Mesina e il mito del balente

Giovanni

Morandi

Può darsi che la cattura di Graziano Mesina possa diventare la fine del banditismo sardo ma non è detto perché il fenomeno è legato a valori tanto arcaici quanto radicati. Come quello sulla balentia. Mesina ne è un esempio, perché a tutti gli effetti Gratzianeddu va considerato un balente, termine di origine catalana che potremmo tradurre come vero uomo, uno che non si arrende, viste le sue numerose evasioni di cui una decina riuscite, e alcune decise per amore. Balente nel codice barbaricino è l’uomo che merita rispetto, non con il significato siciliano di uomo d’onore ma con quello sardo di coraggioso, generoso, leale, fedele alla parola data, senza ambiguità, che sa farsi rispettare e sa vendicarsi. Ma con il tempo anche questo significato si è imbastardito e con la parola balentes sono anche chiamati i bulli e gli sbruffoni. La “Nuova Sardegna“ ha fatto un’indagine tra i suoi lettori per capire come sia cambiata l’opinione sulla parola balente e ha accertato che i più ormai la usano come sinonimo di arrogante, prepotente, spocchioso, più che uomo di nobile animo.
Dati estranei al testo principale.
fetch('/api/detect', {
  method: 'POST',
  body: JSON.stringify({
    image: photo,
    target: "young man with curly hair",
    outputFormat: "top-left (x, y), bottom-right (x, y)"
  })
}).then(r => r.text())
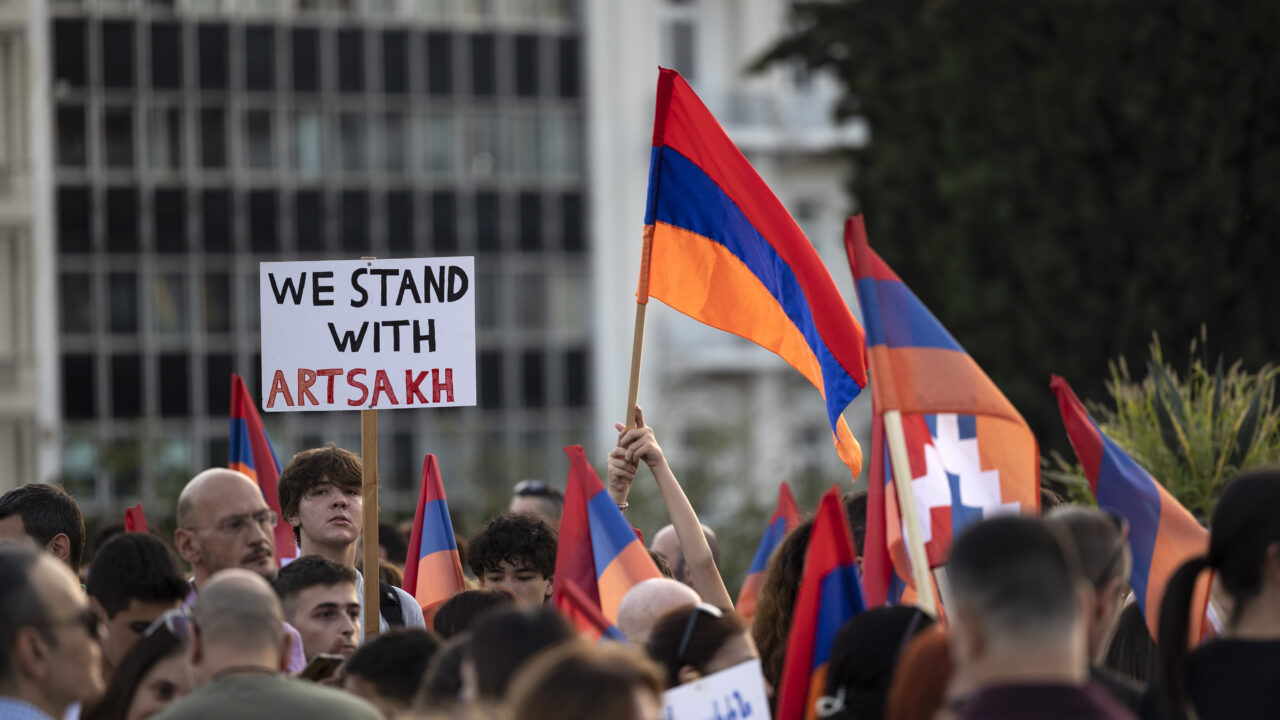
top-left (467, 512), bottom-right (556, 607)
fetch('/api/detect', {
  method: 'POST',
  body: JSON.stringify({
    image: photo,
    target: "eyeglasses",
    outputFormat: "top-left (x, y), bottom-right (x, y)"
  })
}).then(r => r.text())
top-left (676, 602), bottom-right (724, 667)
top-left (187, 510), bottom-right (280, 536)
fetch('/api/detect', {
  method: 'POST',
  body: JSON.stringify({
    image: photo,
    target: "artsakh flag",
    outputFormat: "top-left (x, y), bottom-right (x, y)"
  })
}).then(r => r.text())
top-left (737, 480), bottom-right (800, 626)
top-left (777, 487), bottom-right (864, 720)
top-left (227, 373), bottom-right (298, 565)
top-left (403, 454), bottom-right (467, 617)
top-left (636, 69), bottom-right (867, 477)
top-left (845, 215), bottom-right (1039, 607)
top-left (552, 445), bottom-right (662, 624)
top-left (554, 580), bottom-right (627, 642)
top-left (1050, 375), bottom-right (1211, 632)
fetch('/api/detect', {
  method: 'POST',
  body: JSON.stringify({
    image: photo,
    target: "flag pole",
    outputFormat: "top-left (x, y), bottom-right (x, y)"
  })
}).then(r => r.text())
top-left (884, 410), bottom-right (938, 618)
top-left (360, 258), bottom-right (380, 639)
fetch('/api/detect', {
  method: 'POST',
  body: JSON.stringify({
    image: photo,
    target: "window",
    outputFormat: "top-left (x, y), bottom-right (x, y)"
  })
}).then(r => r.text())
top-left (248, 190), bottom-right (280, 252)
top-left (54, 18), bottom-right (87, 87)
top-left (151, 188), bottom-right (187, 252)
top-left (200, 108), bottom-right (227, 169)
top-left (102, 108), bottom-right (133, 168)
top-left (58, 187), bottom-right (93, 252)
top-left (516, 35), bottom-right (539, 97)
top-left (338, 29), bottom-right (365, 92)
top-left (431, 190), bottom-right (458, 255)
top-left (156, 352), bottom-right (191, 418)
top-left (244, 110), bottom-right (275, 170)
top-left (63, 355), bottom-right (97, 420)
top-left (151, 273), bottom-right (187, 334)
top-left (293, 28), bottom-right (320, 92)
top-left (106, 187), bottom-right (138, 252)
top-left (58, 105), bottom-right (88, 168)
top-left (59, 273), bottom-right (93, 334)
top-left (151, 23), bottom-right (182, 90)
top-left (102, 20), bottom-right (133, 87)
top-left (147, 108), bottom-right (182, 170)
top-left (244, 26), bottom-right (275, 91)
top-left (196, 24), bottom-right (229, 90)
top-left (106, 273), bottom-right (138, 334)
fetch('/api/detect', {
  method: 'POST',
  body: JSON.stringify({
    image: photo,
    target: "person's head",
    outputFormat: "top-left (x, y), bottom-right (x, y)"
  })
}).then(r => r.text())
top-left (81, 620), bottom-right (191, 720)
top-left (276, 442), bottom-right (364, 547)
top-left (507, 642), bottom-right (663, 720)
top-left (188, 568), bottom-right (292, 687)
top-left (947, 516), bottom-right (1092, 684)
top-left (649, 525), bottom-right (721, 583)
top-left (342, 628), bottom-right (440, 717)
top-left (644, 602), bottom-right (760, 688)
top-left (86, 533), bottom-right (191, 669)
top-left (271, 555), bottom-right (360, 661)
top-left (173, 468), bottom-right (276, 587)
top-left (467, 512), bottom-right (556, 607)
top-left (1044, 505), bottom-right (1132, 661)
top-left (0, 546), bottom-right (105, 717)
top-left (618, 578), bottom-right (703, 647)
top-left (818, 605), bottom-right (933, 720)
top-left (886, 625), bottom-right (954, 720)
top-left (434, 588), bottom-right (516, 639)
top-left (1156, 469), bottom-right (1280, 720)
top-left (507, 480), bottom-right (564, 528)
top-left (1102, 602), bottom-right (1156, 685)
top-left (0, 483), bottom-right (84, 573)
top-left (462, 607), bottom-right (575, 702)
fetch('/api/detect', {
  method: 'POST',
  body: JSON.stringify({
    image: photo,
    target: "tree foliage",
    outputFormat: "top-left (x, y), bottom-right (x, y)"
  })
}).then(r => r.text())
top-left (759, 0), bottom-right (1280, 450)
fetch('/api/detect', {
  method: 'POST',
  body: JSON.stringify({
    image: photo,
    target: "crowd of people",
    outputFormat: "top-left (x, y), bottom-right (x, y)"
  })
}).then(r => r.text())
top-left (0, 416), bottom-right (1280, 720)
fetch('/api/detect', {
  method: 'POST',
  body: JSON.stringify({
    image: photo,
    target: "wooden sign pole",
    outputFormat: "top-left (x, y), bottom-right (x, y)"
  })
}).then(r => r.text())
top-left (884, 410), bottom-right (938, 618)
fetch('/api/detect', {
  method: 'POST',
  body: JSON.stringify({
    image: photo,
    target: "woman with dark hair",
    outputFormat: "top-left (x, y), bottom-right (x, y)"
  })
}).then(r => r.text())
top-left (1144, 469), bottom-right (1280, 720)
top-left (81, 611), bottom-right (191, 720)
top-left (645, 602), bottom-right (760, 688)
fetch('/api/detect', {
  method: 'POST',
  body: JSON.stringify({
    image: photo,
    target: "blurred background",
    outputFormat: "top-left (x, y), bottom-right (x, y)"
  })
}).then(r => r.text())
top-left (0, 0), bottom-right (1280, 588)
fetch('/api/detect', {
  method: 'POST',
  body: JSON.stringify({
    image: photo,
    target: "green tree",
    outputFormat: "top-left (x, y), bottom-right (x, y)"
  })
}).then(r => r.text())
top-left (759, 0), bottom-right (1280, 451)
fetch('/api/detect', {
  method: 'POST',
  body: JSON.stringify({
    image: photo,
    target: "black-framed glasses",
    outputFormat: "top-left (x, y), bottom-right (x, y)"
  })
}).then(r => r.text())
top-left (676, 602), bottom-right (724, 667)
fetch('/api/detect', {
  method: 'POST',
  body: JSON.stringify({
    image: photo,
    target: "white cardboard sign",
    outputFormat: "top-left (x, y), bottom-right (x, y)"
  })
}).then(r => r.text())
top-left (259, 258), bottom-right (476, 413)
top-left (662, 660), bottom-right (769, 720)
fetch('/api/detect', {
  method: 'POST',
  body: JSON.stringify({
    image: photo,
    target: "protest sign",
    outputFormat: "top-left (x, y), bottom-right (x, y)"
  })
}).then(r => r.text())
top-left (259, 258), bottom-right (476, 413)
top-left (662, 660), bottom-right (769, 720)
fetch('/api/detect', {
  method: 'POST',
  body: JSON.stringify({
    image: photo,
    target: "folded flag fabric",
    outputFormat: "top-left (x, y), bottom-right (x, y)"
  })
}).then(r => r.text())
top-left (845, 215), bottom-right (1039, 607)
top-left (403, 454), bottom-right (467, 617)
top-left (228, 374), bottom-right (298, 565)
top-left (554, 580), bottom-right (627, 642)
top-left (552, 445), bottom-right (662, 624)
top-left (636, 69), bottom-right (867, 477)
top-left (777, 487), bottom-right (864, 720)
top-left (737, 480), bottom-right (800, 626)
top-left (1050, 375), bottom-right (1210, 639)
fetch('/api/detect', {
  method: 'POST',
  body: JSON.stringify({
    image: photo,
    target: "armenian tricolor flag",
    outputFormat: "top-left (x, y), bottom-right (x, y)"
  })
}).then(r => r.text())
top-left (737, 480), bottom-right (800, 625)
top-left (227, 373), bottom-right (298, 565)
top-left (636, 69), bottom-right (867, 477)
top-left (403, 454), bottom-right (467, 626)
top-left (845, 217), bottom-right (1039, 607)
top-left (1050, 375), bottom-right (1210, 639)
top-left (554, 580), bottom-right (627, 642)
top-left (552, 445), bottom-right (662, 624)
top-left (777, 487), bottom-right (864, 720)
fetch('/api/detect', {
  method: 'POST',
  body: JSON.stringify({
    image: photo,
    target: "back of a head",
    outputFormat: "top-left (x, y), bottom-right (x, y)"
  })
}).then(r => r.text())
top-left (193, 568), bottom-right (284, 653)
top-left (826, 605), bottom-right (933, 720)
top-left (433, 589), bottom-right (516, 639)
top-left (86, 533), bottom-right (191, 618)
top-left (0, 483), bottom-right (84, 573)
top-left (470, 607), bottom-right (575, 701)
top-left (508, 642), bottom-right (663, 720)
top-left (947, 516), bottom-right (1080, 640)
top-left (343, 629), bottom-right (440, 707)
Comunque è una parola sempre in uso e rammento, nonostante siano passati tanti anni, era l’inverno dell’85, che la lessi scritta su un muro di Orgosolo, “Viva sos balentes”, dopo la battaglia di Osposidda, che fu comunque uno scontro a fuoco tra banditi da una parte e carabinieri e abitanti del Supramonte dall’altra, i quali riuscirono a liberare un sequestrato. I tempi sono cambiati e anche i significati dell’onore e della vendetta non sono più quelli di una volta. Perciò Mesina va considerato un sopravvissuto e forse non è il caso infierire su di lui.